DEG has to be added, resulting in an increase in raw material cost, an increase in heating utility cost, or a decrease in production capacity. (Problems to be Solved by the Invention) The present invention provides a method for continuously producing modified polyester by adding DEG to oligomers and carrying out heating polycondensation under reduced pressure. The present invention aims to provide a method for efficiently producing modified polyester. (Means for Solving the Problems) The present invention achieves the above object, and its gist is to continuously produce modified polyester by adding DEG to oligomers and polycondensing them under reduced pressure.
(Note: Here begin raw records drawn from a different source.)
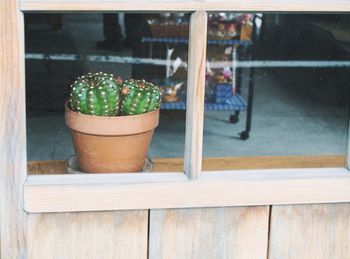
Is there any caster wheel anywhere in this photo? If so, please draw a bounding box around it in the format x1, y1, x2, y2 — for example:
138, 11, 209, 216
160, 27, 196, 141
229, 115, 239, 123
239, 131, 249, 140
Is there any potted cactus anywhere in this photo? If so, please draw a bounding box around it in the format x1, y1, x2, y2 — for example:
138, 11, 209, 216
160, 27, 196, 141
65, 72, 161, 173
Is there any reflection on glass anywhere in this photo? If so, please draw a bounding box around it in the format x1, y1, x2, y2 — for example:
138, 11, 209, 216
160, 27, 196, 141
25, 13, 189, 167
203, 13, 350, 169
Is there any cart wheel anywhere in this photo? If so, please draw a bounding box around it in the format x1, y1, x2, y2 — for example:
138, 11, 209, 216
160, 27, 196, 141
239, 131, 249, 140
229, 114, 239, 124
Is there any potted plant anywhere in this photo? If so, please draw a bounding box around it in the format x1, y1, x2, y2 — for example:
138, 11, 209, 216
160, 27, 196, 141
65, 72, 161, 173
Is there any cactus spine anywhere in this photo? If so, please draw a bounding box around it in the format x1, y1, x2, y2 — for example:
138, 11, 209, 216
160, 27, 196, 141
69, 72, 161, 116
121, 79, 161, 115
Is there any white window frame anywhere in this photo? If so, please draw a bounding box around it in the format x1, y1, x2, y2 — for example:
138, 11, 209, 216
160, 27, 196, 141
5, 0, 350, 213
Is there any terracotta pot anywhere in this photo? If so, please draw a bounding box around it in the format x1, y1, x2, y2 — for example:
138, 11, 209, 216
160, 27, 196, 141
65, 107, 159, 173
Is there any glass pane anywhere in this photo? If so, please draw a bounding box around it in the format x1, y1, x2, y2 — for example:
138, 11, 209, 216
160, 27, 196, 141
25, 13, 189, 173
203, 12, 350, 170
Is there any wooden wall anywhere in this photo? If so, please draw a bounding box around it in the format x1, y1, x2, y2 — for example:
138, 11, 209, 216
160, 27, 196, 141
23, 204, 350, 259
26, 156, 350, 259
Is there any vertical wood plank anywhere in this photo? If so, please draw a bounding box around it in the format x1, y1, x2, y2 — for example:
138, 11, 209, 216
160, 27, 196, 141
0, 0, 27, 259
184, 11, 207, 179
269, 203, 350, 259
27, 210, 148, 259
149, 206, 269, 259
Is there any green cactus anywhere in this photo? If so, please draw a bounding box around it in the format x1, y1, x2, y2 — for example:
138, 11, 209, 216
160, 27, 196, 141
121, 79, 161, 115
69, 72, 161, 116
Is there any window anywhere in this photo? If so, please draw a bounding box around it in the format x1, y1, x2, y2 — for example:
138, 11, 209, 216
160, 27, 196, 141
4, 1, 350, 215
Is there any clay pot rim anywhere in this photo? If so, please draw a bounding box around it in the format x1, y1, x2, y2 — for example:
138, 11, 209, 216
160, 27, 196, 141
65, 103, 160, 136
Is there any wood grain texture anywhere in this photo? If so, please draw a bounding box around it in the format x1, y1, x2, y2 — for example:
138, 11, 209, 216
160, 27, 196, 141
24, 168, 350, 213
28, 155, 345, 175
27, 210, 148, 259
269, 203, 350, 259
149, 206, 269, 259
0, 0, 27, 259
21, 0, 350, 12
184, 11, 208, 179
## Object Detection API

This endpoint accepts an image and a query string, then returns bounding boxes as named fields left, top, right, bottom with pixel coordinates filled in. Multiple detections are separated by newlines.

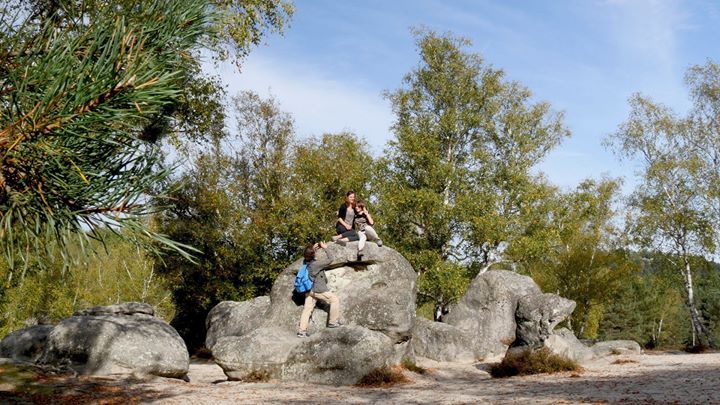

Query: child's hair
left=303, top=244, right=315, bottom=260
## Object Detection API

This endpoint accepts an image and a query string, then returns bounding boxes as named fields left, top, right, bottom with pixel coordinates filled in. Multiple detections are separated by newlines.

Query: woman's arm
left=365, top=208, right=375, bottom=226
left=337, top=204, right=352, bottom=230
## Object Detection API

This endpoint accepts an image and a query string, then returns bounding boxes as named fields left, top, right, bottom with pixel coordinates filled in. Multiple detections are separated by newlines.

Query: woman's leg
left=365, top=225, right=382, bottom=246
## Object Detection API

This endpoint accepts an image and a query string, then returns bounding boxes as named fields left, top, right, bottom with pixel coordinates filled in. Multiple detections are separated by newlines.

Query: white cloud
left=604, top=0, right=689, bottom=69
left=206, top=54, right=392, bottom=153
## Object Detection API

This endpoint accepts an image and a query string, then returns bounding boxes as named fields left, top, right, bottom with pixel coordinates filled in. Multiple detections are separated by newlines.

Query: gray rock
left=205, top=296, right=270, bottom=350
left=591, top=340, right=642, bottom=357
left=264, top=242, right=417, bottom=342
left=513, top=294, right=575, bottom=347
left=73, top=302, right=155, bottom=316
left=0, top=325, right=53, bottom=362
left=543, top=328, right=595, bottom=364
left=281, top=326, right=393, bottom=385
left=208, top=243, right=416, bottom=384
left=442, top=270, right=541, bottom=357
left=39, top=303, right=190, bottom=378
left=412, top=317, right=480, bottom=363
left=212, top=327, right=303, bottom=380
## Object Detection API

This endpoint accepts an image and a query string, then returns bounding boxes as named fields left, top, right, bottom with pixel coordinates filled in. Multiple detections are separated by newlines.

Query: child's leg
left=363, top=225, right=380, bottom=242
left=358, top=228, right=367, bottom=251
left=298, top=292, right=316, bottom=332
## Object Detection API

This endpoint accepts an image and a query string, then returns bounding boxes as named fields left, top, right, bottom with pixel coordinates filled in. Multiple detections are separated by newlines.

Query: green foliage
left=598, top=253, right=690, bottom=348
left=400, top=357, right=428, bottom=374
left=490, top=347, right=580, bottom=378
left=0, top=0, right=214, bottom=267
left=377, top=32, right=568, bottom=312
left=609, top=61, right=720, bottom=346
left=156, top=92, right=373, bottom=350
left=416, top=252, right=472, bottom=321
left=0, top=232, right=174, bottom=336
left=355, top=366, right=409, bottom=388
left=239, top=369, right=272, bottom=382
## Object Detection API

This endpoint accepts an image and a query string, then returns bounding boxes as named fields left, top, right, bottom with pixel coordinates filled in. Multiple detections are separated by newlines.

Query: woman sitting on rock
left=355, top=201, right=382, bottom=260
left=332, top=190, right=359, bottom=245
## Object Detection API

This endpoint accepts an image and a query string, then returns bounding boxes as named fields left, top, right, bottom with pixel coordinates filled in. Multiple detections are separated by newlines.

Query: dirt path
left=0, top=353, right=720, bottom=404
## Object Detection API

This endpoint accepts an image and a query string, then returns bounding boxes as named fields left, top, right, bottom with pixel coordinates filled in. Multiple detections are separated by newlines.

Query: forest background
left=0, top=0, right=720, bottom=351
A method for continuous production of modified polyester, characterized in that during production, DEG is added in the middle of the piping supplying the oligomer to the polycondensation reactor at a position where the residence time up to the polycondensation reactor is 5 minutes or more. It is in. Next, the present invention will be specifically described with reference to the drawings. FIG. 1 is a process diagram showing an embodiment of the present invention, in which 1 shows a polycondensation reactor, 2 shows an oligomer supply pipe, 3 shows a DEG addition nozzle, and 4 shows a DEG storage tank. In the middle of the oligomer supply piping 2, place it at a position where the residence time up to the polycondensation reactor 1 is 5 minutes or more.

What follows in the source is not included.